My key takeaway from the Amgen news is Goldstein's comments about the results being a win for immunotherapy. T-Vex, Allovectin-7 and PV-10 have been considered the 3 cancer immunotherapy treatments to watch.

Put into context, and presented again at the HemOnc Today conference in New York, PV-10 possesses a superior response rate advantage over T-Vec (and Allovectin) for injected lesions, non-injected lesions and non-injected systemic lesions.

And on April 8th Moffitt raises the curtain on PV-10's systemic benefit.

"Two recently approved skin cancer drugs -- Roche's Zelboraf and Bristol Myers' Yervoy -- both prolong survival significantly. In order to compete and perhaps even to be approved at all, Amgen will have to demonstrate that T-Vec can help skin cancer patients live longer and not just shrink tumors."  (Adam Feuerstein)

Zelboraf was approved with PFS as primary endpoint. Yervoy was approved with OS as primary endpoint. PFS and OS of course are both considered survival endpoints, and both are described as “time to event” endpoints versus “proportional endpoints” (e.g., ORR, DR, BORR, etc.).
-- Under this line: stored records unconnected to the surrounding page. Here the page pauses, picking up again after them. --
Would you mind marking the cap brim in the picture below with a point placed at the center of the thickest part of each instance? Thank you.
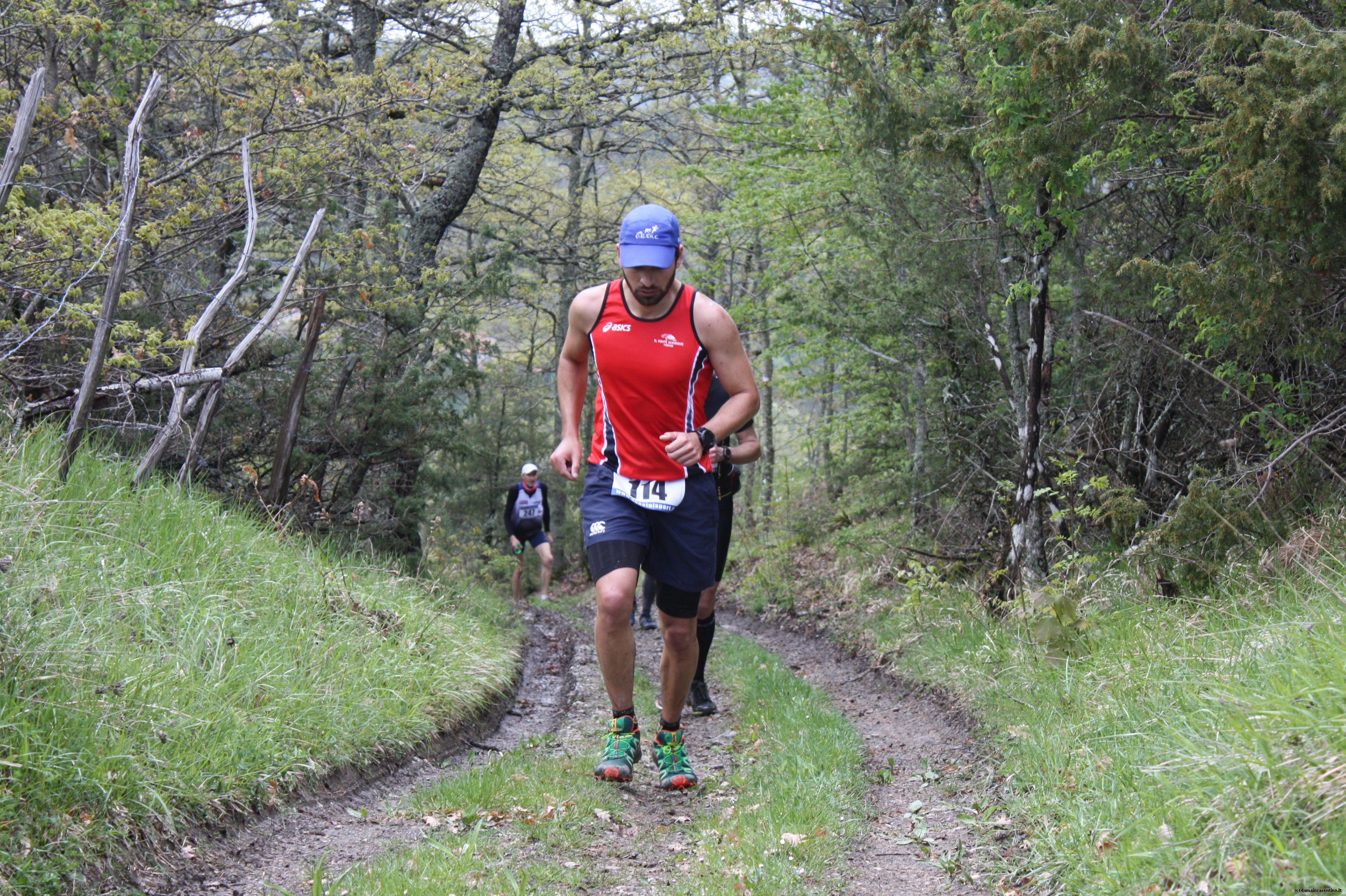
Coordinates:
(639, 256)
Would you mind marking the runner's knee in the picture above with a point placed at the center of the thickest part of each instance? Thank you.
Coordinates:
(680, 635)
(676, 602)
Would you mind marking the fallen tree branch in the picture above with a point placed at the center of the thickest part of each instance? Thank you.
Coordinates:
(149, 384)
(173, 427)
(212, 401)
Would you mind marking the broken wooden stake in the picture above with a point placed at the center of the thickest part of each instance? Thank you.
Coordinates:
(124, 236)
(173, 427)
(19, 139)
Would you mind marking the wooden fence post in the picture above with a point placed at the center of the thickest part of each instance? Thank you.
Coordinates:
(19, 139)
(212, 401)
(189, 357)
(124, 236)
(290, 424)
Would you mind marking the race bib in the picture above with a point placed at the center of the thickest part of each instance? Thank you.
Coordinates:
(652, 494)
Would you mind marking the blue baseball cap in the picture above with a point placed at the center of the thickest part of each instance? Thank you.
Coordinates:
(649, 237)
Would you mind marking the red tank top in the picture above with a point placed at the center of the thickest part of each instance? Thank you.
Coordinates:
(652, 379)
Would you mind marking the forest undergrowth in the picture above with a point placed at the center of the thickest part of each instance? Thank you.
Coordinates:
(1147, 744)
(167, 662)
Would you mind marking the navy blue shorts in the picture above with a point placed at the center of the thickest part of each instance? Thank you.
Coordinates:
(680, 543)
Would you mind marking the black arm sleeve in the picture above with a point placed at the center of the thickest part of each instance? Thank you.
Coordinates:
(510, 497)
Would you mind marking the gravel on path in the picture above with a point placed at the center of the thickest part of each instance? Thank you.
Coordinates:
(918, 732)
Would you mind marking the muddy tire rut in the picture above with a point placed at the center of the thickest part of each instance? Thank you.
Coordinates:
(648, 847)
(920, 732)
(280, 851)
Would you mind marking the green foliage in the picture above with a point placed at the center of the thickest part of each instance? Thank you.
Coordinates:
(1213, 520)
(1188, 751)
(170, 662)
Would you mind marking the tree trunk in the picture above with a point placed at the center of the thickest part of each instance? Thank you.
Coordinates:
(1029, 555)
(367, 25)
(19, 139)
(290, 424)
(768, 419)
(465, 169)
(124, 236)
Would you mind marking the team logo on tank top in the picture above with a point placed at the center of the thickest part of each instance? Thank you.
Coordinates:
(646, 390)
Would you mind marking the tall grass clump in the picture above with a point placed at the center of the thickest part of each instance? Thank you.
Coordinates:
(166, 661)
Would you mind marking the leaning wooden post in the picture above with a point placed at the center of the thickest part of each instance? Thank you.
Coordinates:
(189, 357)
(290, 424)
(212, 401)
(19, 139)
(120, 261)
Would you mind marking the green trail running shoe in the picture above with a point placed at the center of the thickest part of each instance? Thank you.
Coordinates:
(671, 757)
(621, 751)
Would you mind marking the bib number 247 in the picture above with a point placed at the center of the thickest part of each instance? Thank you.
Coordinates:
(652, 494)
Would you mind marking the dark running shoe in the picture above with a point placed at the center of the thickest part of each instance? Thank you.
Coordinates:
(671, 757)
(700, 700)
(621, 751)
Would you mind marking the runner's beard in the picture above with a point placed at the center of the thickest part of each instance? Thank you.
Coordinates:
(648, 303)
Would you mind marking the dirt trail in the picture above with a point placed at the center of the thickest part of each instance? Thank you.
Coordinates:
(917, 732)
(646, 848)
(283, 848)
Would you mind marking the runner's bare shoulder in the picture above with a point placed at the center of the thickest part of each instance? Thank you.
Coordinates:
(713, 321)
(586, 307)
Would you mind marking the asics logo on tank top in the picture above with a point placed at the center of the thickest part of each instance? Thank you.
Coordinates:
(644, 393)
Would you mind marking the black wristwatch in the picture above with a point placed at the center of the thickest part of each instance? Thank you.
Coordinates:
(707, 439)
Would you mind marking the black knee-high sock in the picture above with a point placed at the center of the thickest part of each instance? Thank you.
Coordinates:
(704, 635)
(648, 592)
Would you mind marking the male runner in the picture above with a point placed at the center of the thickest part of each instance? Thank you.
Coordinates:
(528, 519)
(727, 483)
(649, 499)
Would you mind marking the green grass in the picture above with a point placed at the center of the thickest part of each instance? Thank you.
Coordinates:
(804, 778)
(1194, 747)
(166, 661)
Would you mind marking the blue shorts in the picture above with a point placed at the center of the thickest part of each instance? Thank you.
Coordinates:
(680, 543)
(536, 539)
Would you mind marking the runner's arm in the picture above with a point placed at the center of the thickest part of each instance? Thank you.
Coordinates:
(572, 380)
(723, 343)
(510, 497)
(721, 338)
(749, 447)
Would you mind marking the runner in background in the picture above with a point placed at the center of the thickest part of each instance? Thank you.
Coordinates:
(528, 520)
(727, 482)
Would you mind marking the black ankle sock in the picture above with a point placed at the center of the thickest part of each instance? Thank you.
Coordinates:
(704, 635)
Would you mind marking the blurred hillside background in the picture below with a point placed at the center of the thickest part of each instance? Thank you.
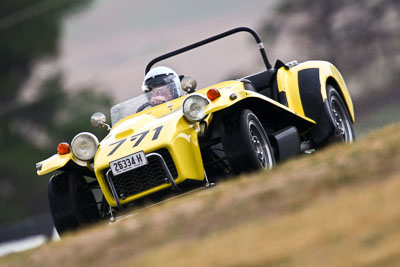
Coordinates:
(60, 61)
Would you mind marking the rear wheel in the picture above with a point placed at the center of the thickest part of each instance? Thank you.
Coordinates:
(246, 144)
(340, 117)
(72, 202)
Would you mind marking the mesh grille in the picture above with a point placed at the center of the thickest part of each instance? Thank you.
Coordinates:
(145, 177)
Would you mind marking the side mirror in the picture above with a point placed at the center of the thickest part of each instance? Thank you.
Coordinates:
(98, 120)
(188, 84)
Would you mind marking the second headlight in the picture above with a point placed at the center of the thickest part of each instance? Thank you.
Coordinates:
(84, 146)
(194, 106)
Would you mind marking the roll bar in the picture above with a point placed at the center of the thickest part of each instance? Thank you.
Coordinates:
(212, 39)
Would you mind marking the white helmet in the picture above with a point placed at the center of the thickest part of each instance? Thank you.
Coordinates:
(162, 77)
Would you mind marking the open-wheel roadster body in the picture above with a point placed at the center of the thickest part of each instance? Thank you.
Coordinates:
(234, 126)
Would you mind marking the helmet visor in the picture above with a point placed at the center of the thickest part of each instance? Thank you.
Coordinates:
(162, 93)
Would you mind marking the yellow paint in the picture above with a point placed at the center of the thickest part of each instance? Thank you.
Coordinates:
(180, 136)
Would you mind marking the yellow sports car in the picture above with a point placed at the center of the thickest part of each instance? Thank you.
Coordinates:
(173, 137)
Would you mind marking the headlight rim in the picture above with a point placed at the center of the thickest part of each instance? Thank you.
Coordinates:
(191, 96)
(74, 148)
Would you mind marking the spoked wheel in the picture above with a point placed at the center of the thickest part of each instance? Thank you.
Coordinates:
(340, 116)
(261, 145)
(246, 144)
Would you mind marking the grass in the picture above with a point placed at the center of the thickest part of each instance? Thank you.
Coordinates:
(337, 207)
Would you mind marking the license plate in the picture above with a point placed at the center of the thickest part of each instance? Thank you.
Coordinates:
(128, 163)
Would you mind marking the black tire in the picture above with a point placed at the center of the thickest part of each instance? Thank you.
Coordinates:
(246, 144)
(72, 203)
(340, 117)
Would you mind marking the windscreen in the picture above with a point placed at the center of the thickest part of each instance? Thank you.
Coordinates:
(142, 102)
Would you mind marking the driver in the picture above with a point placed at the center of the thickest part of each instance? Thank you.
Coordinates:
(161, 84)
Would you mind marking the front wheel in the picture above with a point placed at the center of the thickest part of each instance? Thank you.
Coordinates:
(246, 144)
(72, 202)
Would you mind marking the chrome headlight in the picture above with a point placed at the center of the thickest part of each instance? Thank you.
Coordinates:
(194, 106)
(84, 145)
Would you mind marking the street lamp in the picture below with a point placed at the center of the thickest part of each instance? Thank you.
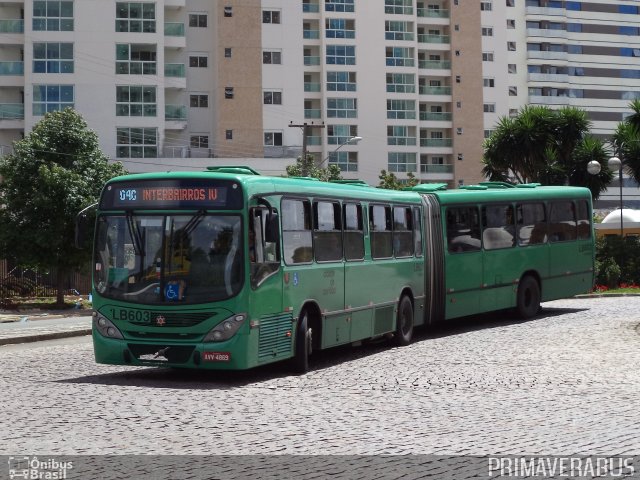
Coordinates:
(349, 141)
(616, 164)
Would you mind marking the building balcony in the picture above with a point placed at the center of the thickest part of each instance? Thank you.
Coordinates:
(435, 116)
(11, 111)
(436, 142)
(11, 26)
(427, 38)
(432, 13)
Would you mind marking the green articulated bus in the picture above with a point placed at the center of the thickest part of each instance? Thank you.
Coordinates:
(229, 269)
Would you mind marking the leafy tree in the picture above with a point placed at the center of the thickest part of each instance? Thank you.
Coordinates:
(552, 147)
(626, 141)
(308, 168)
(389, 181)
(52, 174)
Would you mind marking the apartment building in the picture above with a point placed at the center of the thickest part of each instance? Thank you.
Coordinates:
(400, 85)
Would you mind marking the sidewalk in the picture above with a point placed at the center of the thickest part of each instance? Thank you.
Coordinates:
(35, 326)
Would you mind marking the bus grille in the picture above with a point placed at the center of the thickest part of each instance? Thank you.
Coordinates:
(276, 334)
(177, 319)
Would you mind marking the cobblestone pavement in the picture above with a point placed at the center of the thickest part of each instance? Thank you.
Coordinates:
(563, 383)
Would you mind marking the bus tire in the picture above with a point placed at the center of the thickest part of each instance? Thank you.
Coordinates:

PV-10 already demonstrated shown tremendously robust PFS in Provectus' MM Phase 2 trial. Patients, by definition, are living longer “progression free.” Management, however, believes the Moffitt forthcoming data is all they need prove PV-10 works systemically.

Amgen acquired BioVex in March 2011 for $425 million upfront and up to $575 million milestones. BioVex's purchase should put a firm floor of about $1B under the value of Provectus (or about $5-7 per share fully diluted).